The evaluation criteria for this Kaggle Competition is RMSLE — “Submissions are evaluated on Root-Mean-Squared-Error (RMSE) between the logarithm of the predicted value and the logarithm of the observed sales price. (Taking logs means that errors in predicting expensive houses and cheap houses will affect the result equally.)”

The Root Mean Squared Log Error (RMSLE) can be defined using a slight modification on sklearn’s mean_squared_log_error function, which itself a modification on the familiar Mean Squared Error (MSE) metric.

def root_mean_squared_log_error(y_validations, y_predicted):
    if len(y_predicted) != len(y_validations):
        return 'error: mismatch in number of data points between x and y'
    y_predict_modified = [math.log(i) for i in y_predicted]
    y_validations_modified = [math.log(i) for i in y_validations]

    return mean_squared_error(y_validations_modified, y_predict_modified, squared=False)
df_train = pd.read_csv('../input/house-prices-advanced-regression-techniques/train.csv')
df_test = pd.read_csv('../input/house-prices-advanced-regression-techniques/test.csv')
df_train.head()

png

df_test.head()

png

First, I am getting a basic description of the data, to look quickly at the overall data to get some simple, easy-to-understand information. This is just to get a basic feel for the data. Using describe() function to get various summary statistics that exclude NaN values.

df_train.describe()

png

kaggle data-science kaggle-competition python machine-learning

Bootstrap 5 Complete Course with Examples

Bootstrap 5 Tutorial - Bootstrap 5 Crash Course for Beginners

Nest.JS Tutorial for Beginners

Hello Vue 3: A First Look at Vue 3 and the Composition API

Building a simple Applications with Vue 3

Deno Crash Course: Explore Deno and Create a full REST API with Deno

How to Build a Real-time Chat App with Deno and WebSockets

Convert HTML to Markdown Online

HTML entity encoder decoder Online

Data Science Projects | Data Science | Machine Learning | Python

Practice your skills in Data Science with Python, by learning and then trying all these hands-on, interactive projects, that I have posted for you.

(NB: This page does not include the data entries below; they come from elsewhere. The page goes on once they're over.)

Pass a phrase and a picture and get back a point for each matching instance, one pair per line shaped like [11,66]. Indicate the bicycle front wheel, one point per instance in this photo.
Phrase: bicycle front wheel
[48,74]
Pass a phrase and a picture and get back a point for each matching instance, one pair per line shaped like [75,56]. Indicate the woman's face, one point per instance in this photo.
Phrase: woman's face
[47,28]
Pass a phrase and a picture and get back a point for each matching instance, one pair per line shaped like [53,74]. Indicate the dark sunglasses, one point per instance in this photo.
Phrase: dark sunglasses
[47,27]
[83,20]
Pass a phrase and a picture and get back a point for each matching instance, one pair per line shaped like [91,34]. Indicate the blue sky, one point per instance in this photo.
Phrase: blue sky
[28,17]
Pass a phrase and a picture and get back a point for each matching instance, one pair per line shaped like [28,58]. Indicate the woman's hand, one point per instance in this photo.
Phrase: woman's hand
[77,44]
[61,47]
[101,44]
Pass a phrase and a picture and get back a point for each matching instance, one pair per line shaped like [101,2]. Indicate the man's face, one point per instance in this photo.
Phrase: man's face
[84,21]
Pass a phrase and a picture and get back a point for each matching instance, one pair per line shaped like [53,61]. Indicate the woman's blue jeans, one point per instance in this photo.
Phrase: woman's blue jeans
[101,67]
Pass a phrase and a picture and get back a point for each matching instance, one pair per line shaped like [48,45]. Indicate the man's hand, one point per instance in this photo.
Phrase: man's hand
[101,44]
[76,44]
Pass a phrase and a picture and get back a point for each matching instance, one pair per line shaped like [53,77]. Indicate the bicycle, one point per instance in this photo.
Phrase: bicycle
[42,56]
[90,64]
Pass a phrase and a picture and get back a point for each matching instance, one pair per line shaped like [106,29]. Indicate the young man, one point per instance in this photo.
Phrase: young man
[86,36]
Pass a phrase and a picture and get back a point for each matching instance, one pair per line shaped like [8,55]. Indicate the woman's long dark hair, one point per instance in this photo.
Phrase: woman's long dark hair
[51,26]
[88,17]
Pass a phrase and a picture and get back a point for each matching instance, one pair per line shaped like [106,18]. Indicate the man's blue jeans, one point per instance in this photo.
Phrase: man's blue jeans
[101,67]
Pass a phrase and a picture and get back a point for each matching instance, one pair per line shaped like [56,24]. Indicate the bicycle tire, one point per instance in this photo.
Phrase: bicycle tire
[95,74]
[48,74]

Data Science Projects | Data Science | Machine Learning | Python

Practice your skills in Data Science with Python, by learning and then trying all these hands-on, interactive projects, that I have posted for you.

Data Science Projects | Data Science | Machine Learning | Python

Practice your skills in Data Science with Python, by learning and then trying all these hands-on, interactive projects, that I have posted for you.

Data Science Projects | Data Science | Machine Learning | Python

Practice your skills in Data Science with Python, by learning and then trying all these hands-on, interactive projects, that I have posted for you.

Data Science Projects | Data Science | Machine Learning | Python

Practice your skills in Data Science with Python, by learning and then trying all these hands-on, interactive projects, that I have posted for you.